Die eigene MS Erkrankung wird nicht allzu sehr in den Vordergrund gerückt, das ist angenehm. Trotzdem bleibt ihre Erfahrung mit dem Älterwerden offensichtlich von der schweren Erkrankung geprägt. Die witzigste Erkenntnis über das Älter werden stammt allerdings nicht von der Autorin, sondern ist von der amerikanischen Entertainerin Roseanne übernommen: „Ich habe mich zum ersten Mal alt gefühlt, als ich einer wildfremden Frau von meinen Hühneraugen erzählte“. Note: 2/3 (ün)<<

>>  Nein, diese gut gemeinten, jüngst auch noch von geschäftstüchtigen Verlagsstrategen des Fischer Verlags brusttaschengerecht als Hardcoverhandbüchlein auf den Buchmarkt geworfenen Notizen werden nicht im nachlassenden Gedächtnis haften. Was aber bleibt, ist, wozu sie inspirierten: Eine fulminante, bis ins Detail stimmige Inszenierung des Gastgebers, der in mehrfachem Sinne eine Kostprobe von dem gegeben hat, was auch die literarische Viererbande zwischen Pauline Krone und Luise Wetzel einmal erwartet – nur das Probeliegen kam etwas zu kurz.
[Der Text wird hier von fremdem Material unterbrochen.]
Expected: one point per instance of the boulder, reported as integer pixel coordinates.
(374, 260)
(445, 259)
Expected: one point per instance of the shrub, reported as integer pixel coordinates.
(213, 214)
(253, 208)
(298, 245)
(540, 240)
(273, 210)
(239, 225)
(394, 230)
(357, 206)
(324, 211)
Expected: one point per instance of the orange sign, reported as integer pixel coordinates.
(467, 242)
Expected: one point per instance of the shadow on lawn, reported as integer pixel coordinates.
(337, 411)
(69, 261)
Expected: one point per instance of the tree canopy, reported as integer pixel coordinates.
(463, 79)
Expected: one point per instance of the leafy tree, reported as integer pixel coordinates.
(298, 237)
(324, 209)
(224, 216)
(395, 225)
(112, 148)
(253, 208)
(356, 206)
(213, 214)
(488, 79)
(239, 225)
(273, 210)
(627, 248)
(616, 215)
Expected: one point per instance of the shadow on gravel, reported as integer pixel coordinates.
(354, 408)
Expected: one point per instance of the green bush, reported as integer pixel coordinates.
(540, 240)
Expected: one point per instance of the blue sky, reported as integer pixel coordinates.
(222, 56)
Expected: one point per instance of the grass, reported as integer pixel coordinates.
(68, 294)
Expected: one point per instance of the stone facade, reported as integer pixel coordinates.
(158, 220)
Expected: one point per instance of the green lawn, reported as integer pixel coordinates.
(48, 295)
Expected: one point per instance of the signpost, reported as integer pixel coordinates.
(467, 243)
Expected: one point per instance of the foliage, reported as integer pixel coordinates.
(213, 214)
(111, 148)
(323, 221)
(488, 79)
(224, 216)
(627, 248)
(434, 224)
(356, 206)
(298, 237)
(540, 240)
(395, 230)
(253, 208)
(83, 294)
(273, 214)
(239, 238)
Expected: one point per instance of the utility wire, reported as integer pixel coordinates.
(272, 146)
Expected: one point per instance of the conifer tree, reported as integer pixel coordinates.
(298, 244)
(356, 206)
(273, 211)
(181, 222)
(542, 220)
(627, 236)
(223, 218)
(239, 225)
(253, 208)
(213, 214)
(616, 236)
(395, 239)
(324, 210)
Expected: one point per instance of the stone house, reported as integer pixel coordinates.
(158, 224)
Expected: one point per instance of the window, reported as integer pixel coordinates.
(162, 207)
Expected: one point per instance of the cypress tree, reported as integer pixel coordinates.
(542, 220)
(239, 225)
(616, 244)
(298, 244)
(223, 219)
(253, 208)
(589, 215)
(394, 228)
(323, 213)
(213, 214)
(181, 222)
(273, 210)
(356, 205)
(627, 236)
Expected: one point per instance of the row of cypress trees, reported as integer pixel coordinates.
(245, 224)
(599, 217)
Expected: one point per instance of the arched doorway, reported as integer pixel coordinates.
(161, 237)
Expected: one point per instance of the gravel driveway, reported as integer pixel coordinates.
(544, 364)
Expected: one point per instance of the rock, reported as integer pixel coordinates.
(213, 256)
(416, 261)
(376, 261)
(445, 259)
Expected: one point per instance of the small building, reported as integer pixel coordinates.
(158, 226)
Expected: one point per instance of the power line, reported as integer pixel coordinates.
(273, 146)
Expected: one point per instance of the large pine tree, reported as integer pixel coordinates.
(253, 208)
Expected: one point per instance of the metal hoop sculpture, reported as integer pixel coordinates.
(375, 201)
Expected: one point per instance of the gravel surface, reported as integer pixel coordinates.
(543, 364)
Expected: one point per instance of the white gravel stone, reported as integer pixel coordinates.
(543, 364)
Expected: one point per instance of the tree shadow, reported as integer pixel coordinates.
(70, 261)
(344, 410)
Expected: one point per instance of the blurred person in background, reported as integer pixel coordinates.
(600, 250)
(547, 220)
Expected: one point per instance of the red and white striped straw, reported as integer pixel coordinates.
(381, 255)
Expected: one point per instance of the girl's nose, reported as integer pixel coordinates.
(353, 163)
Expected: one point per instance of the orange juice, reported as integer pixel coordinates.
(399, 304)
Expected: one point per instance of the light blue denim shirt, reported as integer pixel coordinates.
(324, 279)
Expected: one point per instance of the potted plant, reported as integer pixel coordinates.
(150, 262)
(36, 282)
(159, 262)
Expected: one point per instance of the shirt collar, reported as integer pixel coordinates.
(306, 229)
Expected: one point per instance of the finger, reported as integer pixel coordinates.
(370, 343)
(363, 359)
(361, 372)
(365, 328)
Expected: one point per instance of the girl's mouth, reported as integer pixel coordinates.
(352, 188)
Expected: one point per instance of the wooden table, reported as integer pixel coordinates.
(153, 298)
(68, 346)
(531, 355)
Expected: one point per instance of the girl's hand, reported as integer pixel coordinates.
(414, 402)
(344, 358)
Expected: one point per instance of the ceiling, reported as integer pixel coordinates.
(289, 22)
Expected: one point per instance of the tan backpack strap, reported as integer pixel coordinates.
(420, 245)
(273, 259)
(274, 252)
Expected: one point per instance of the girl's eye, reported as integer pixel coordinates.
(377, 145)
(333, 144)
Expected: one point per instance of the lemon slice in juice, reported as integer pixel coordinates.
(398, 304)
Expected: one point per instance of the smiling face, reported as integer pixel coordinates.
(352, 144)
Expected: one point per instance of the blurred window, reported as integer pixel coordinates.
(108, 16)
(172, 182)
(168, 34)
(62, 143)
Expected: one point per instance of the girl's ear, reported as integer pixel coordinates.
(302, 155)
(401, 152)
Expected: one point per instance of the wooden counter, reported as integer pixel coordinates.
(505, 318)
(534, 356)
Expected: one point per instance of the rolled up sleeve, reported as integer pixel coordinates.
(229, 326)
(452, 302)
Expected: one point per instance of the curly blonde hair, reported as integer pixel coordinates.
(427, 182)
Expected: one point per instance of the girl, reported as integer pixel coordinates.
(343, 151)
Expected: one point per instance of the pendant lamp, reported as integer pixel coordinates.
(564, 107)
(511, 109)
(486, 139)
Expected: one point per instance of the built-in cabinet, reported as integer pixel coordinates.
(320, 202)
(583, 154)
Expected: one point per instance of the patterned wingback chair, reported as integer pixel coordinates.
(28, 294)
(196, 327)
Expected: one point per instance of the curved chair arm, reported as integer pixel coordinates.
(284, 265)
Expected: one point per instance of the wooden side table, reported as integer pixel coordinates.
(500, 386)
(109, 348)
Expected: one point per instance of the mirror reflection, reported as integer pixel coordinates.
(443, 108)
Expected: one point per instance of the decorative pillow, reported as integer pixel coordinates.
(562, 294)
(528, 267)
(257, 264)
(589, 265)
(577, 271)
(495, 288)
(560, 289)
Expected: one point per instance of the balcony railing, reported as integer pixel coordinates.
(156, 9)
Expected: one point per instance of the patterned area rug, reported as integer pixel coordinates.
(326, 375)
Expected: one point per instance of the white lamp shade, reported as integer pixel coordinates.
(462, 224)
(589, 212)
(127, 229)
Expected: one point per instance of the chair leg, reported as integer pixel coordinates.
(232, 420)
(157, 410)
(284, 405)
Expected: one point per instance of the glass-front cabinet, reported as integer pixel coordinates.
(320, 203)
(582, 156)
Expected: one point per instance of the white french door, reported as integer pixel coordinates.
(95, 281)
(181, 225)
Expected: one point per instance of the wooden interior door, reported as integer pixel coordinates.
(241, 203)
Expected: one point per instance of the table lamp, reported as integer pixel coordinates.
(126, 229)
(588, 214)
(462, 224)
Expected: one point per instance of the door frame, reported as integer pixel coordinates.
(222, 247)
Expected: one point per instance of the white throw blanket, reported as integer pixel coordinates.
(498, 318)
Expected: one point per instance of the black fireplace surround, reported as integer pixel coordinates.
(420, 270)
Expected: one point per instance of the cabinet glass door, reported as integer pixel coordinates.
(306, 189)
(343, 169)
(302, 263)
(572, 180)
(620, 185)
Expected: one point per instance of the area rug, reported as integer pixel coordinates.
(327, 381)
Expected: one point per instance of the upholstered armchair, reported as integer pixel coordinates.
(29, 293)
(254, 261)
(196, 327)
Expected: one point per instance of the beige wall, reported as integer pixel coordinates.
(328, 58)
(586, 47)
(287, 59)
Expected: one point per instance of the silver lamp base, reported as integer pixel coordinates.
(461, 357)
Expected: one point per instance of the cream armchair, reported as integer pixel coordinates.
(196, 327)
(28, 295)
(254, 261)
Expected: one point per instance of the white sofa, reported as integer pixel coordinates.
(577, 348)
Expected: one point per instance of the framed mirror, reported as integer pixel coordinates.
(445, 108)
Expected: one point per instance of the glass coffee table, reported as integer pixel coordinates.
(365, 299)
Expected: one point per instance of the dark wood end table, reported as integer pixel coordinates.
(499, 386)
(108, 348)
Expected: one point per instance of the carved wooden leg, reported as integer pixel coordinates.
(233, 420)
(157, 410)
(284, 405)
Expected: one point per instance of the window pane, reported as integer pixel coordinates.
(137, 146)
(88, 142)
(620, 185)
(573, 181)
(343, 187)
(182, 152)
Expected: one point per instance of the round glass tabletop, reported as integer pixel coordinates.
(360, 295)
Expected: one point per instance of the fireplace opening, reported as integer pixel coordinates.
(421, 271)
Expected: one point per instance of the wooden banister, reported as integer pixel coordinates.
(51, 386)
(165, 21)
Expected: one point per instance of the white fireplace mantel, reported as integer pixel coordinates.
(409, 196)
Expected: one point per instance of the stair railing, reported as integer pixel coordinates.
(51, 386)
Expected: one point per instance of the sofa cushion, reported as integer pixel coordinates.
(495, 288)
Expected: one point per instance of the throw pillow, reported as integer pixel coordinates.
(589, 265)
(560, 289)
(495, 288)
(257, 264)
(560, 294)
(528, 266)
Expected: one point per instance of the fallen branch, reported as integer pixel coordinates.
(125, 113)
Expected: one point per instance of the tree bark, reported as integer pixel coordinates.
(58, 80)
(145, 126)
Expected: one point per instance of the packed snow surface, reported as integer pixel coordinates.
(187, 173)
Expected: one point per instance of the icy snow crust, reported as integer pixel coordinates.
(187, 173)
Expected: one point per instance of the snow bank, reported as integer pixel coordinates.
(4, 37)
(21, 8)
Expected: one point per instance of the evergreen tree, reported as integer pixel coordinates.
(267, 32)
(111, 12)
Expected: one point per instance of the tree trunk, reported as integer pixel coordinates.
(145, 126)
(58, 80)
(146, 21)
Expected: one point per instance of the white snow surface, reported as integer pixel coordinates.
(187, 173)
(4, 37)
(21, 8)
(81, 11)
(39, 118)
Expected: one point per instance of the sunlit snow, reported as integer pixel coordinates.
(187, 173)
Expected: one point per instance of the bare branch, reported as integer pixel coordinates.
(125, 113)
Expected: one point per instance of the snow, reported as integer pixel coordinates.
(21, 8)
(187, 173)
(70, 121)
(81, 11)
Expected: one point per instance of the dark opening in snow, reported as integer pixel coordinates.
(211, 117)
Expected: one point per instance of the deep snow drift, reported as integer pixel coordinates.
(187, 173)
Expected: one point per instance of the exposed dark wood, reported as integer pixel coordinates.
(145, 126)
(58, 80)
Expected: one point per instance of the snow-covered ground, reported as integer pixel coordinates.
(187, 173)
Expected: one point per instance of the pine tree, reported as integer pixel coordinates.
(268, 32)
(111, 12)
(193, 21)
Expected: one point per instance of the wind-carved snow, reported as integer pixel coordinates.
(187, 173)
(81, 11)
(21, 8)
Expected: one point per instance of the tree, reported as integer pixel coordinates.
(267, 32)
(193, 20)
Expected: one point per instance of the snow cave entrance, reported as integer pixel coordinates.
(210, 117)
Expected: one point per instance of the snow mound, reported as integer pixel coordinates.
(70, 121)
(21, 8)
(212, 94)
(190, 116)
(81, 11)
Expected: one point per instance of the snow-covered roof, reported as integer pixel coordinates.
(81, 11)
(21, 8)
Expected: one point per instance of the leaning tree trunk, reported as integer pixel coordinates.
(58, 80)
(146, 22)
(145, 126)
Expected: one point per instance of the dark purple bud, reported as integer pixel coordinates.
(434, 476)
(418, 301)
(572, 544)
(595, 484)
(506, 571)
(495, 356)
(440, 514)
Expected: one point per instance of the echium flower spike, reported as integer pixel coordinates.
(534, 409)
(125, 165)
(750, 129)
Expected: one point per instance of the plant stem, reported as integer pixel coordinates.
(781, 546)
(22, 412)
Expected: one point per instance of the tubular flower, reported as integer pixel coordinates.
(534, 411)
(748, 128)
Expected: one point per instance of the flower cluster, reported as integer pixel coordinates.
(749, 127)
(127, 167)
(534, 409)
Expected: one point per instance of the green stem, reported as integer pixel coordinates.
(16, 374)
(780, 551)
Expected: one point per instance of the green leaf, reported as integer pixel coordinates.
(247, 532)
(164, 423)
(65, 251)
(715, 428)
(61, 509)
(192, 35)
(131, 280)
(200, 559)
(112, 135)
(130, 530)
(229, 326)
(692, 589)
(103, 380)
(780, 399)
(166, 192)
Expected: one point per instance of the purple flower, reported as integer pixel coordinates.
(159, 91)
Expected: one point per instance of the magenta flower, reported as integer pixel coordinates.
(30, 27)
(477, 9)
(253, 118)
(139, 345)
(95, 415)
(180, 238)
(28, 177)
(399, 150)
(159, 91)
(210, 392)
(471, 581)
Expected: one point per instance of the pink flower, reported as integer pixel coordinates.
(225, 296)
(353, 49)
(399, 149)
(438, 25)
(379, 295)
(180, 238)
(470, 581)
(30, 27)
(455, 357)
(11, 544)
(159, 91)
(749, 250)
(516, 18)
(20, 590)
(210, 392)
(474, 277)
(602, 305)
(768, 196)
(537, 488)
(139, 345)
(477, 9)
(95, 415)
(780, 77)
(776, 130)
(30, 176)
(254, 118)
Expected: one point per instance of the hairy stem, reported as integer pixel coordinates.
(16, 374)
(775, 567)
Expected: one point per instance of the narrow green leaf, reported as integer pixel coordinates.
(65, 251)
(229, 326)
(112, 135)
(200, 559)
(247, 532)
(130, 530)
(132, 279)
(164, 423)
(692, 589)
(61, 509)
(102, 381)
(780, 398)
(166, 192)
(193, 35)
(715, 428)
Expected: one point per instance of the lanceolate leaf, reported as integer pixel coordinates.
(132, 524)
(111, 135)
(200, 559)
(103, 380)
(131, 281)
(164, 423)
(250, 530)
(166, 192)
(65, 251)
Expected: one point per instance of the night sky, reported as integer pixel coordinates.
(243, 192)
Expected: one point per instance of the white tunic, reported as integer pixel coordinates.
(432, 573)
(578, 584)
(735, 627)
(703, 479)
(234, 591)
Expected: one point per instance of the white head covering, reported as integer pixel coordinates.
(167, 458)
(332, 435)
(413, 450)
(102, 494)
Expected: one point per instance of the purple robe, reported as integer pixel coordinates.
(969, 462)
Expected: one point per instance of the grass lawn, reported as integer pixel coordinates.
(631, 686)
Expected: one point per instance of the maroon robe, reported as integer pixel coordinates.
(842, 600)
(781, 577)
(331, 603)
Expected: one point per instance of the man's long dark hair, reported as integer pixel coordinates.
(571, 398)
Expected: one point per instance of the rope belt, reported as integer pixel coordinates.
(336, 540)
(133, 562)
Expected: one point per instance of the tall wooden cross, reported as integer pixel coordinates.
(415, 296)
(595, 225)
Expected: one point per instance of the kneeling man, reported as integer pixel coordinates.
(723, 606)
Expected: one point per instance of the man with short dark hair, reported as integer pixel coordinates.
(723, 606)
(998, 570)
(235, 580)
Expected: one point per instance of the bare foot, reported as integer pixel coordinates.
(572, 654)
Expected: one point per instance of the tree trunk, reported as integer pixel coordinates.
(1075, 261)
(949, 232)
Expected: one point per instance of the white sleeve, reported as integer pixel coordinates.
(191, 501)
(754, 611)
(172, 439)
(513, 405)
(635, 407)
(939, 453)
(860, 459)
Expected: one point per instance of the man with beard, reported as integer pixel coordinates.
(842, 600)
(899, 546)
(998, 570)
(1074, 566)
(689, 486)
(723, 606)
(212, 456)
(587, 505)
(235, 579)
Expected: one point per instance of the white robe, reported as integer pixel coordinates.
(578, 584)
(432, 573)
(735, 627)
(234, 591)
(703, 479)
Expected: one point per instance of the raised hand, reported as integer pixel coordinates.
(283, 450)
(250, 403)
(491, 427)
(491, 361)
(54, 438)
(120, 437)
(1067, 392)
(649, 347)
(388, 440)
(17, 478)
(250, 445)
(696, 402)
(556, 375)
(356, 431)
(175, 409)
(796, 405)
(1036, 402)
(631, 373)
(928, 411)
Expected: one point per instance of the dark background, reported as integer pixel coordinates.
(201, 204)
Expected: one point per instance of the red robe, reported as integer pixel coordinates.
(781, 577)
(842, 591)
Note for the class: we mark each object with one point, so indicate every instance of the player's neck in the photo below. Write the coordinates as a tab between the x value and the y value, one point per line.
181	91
Dass Max – es ist das erste Mal in der Rezensionsgeschichte des LQ, dass ich die Anonymität lüfte – das Zimmer verlassen hat, bevor die Nachtschwester kam, war allerdings ein Verstoß gegen die Hausordnung. Es ist wunderschön mit diesem Quartett älter zu werden.
Noten:
Bovenschen 3/4  Gastgeber 1,0 (ai)<<

>>  Der Untertitel „Notizen“ (ich hatte ihn übersehen) hält, was er verspricht. Für „Älter werden“ gilt dies nicht in gleicher Weise. „Gesammelte Einsichten“ oder „Vermischte Rückblicke“  wäre als Buchtitel angemessener. Das Buch ist nicht leicht zu resümieren, da es sich um eine Sammlung von Fragmenten, Aphorismen, Miniaturen, intelligenten Wortspielereien, verbalen Torsos und Sentenzen handelt. Dabei fast immer klug und geistreich formuliert. Man kann sich nach der Lektüre die Autorin, Tochter aus bestem Hause, ganz gut vorstellen. Das Bändchen im handlichen Mao-Bibelformat wird wahrscheinlich im Gegensatz zu seinen Leser/innen nicht so schnell älter werden. Auch in zehn Jahren wird es noch zu Geburtstagen verschenkt werden können. Überraschend oft hatte ich bei der Lektüre das angenehme Gefühl „Ja, genau. So isses. Das hat sie gut gesagt“. Kein Wunder, dass man so ein Buch gerne liest. Note: 2– (ax)<<

>>Kurze Sentenzen, Assoziationen, Erinnerungen, Bedauern über Vergangenes , verlorene Worte, abhanden gekommene Werte, vorweggenommene Abkehr von einer Zukunft, die immer kürzer wird und schon lange von der Übermacht der Vergangenheit erschlagen wird. 2006 schreibt Bovenschen, sie sei 60, dass sei eine böse Zahl. Da sei nichts mehr zu machen. So dass der Leser schon nach wenigen Seiten ahnt, dass der Titel noch strenger formuliert gehört. Nicht „Älter werden“ – denn das wird auch ein Neugeborener und blickt einer großartigen Entwicklung entgegen – sondern „Alt sein“ – Entwicklungen schon hinter sich haben. Oder noch strenger: „Zu alt sein“ – Entwicklungen schon eingebüßt haben. Je mehr Notizen Bovenschen aneinanderreiht, je weiter das Buch sich dem Ende nähert, desto stärker scheint auch das Ende an sich zu drohen, wird eine Lebensenttäuschung zu Gedanken verdichtet, die den Suizid nicht ausschließt. Obwohl auch Heiteres aufblitzt, obwohl auch originärer Witz seinen Platz hat, wird der Text von einer Niedergeschlagenheit umklammert. Man fühlt sich nicht wohl, man möchte nicht in und mit dieser Lektüre alt werden. Vermutlich ist selbst für Leidende schwerlich Trost oder wenigsten Bestätigung des eigenen Leids in ihren Gedanken zu finden. Warum eigentlich nicht?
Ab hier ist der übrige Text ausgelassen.